A good way of presenting differences between groups or changes over time in test scores or other measures is by ‘effect sizes’, which allow us to compare things happening in different classes, schools or subjects regardless of how they are measured. This booklet is designed to help school staff to understand and use effect sizes, and includes handy tips and warnings as well as useful tables to calculate effect size values from change scores on standardised tests.

Author(s): Ian Schagen, Research Division, Ministry of Education and Edith Hodgen, New Zealand Council for Educational Research.

Date Published: March 2009

## Section 5: How do we know effect sizes are real

This is equivalent to asking if the results are "statistically significant" - could we have got an effect size this big by random chance, even if there was really no difference between the groups or real change over time? Usually we take a probability of 5 percent or less as marking the point where we decide that a difference is real.
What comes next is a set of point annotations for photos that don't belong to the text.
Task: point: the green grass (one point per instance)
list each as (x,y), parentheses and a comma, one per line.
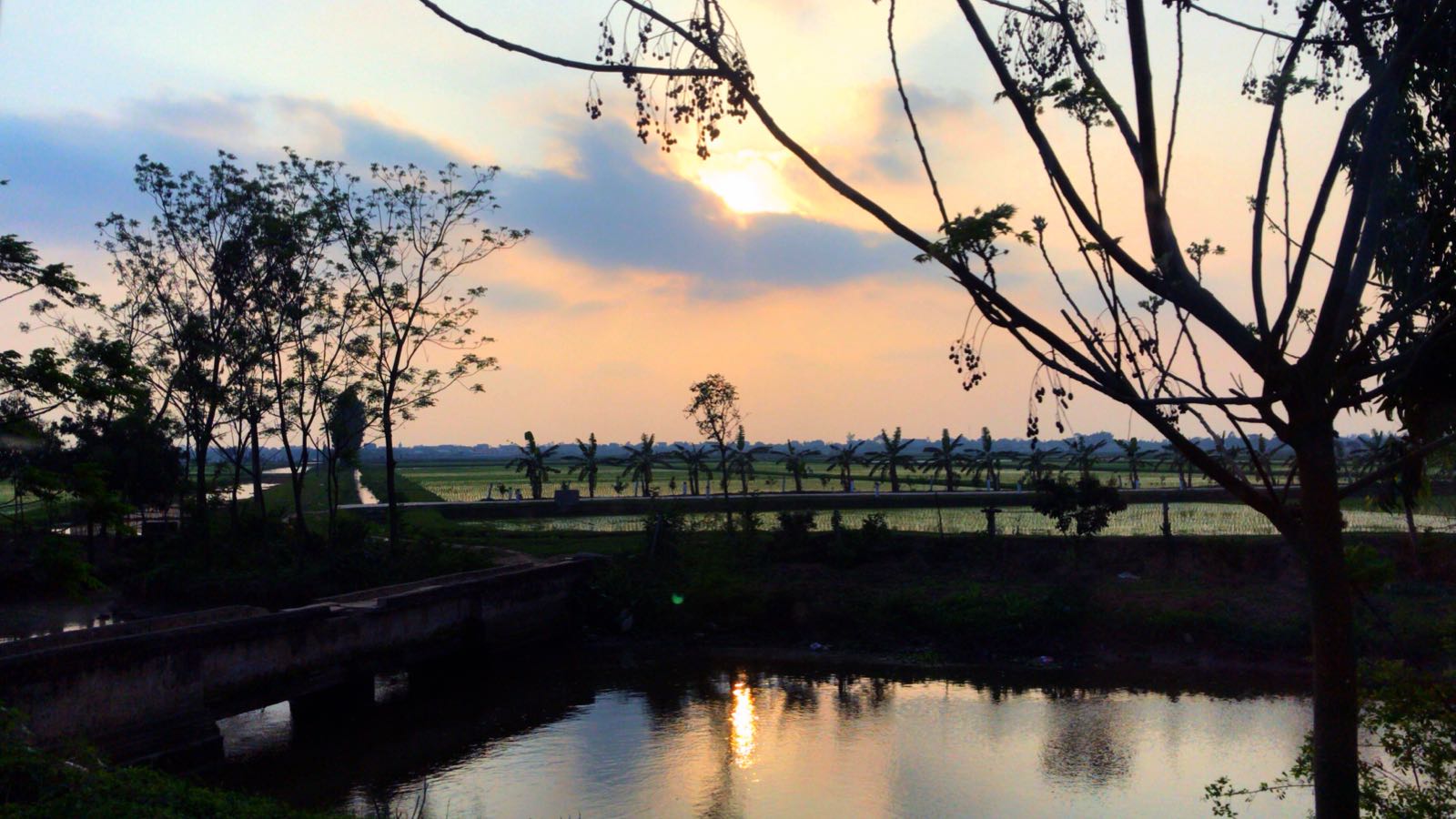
(407,487)
(1187,519)
(38,784)
(278,497)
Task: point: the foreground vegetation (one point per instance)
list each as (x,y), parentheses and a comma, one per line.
(38,784)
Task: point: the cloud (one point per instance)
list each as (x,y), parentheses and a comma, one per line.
(893,150)
(616,213)
(611,212)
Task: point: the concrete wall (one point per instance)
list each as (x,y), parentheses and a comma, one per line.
(138,691)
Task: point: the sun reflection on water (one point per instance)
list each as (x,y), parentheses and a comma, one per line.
(742,722)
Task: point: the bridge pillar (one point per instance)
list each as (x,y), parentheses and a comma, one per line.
(335,703)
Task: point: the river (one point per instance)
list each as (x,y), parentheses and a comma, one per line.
(572,738)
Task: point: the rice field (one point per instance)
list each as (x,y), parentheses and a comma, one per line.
(1205,519)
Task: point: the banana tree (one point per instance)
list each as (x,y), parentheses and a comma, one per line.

This is actually quite easy to do using the 95 percent confidence intervals calculated as in the above example. If the interval is all positive (or all negative) then the probability is less than 5 percent that it includes zero effect size, and we can conclude (with a fairly small chance of being wrong) that the effect size is really non-zero. A good way of displaying all this is graphically, especially if we are comparing effect sizes and their confidence intervals for different groups or different influencing factors. A "Star Wars" plot like the one below illustrates this.

In this kind of plot, the diamond represents the estimated effect size for each factor relative to the outcome, and the length of the bar represents the 95 percent confidence interval. If the bar cuts the zero line, then we can say the factor is not statistically significant. In the above plot, this is true for factors C, D, E and F. Factors A, B and G have significant negative relationships, while Factor H has a significant positive one. Although the effect size for H is lower than for D, the latter is not significant and we should be cautious about ascribing any relationship here at all, whereas we can be fairly confident that H really does have a positive relationship with the outcome. From what we saw above, the estimates for Factors D and E, with wide confidence intervals, would be based on far fewer test scores than those for Factors A, B, and G, with much narrow confidence intervals.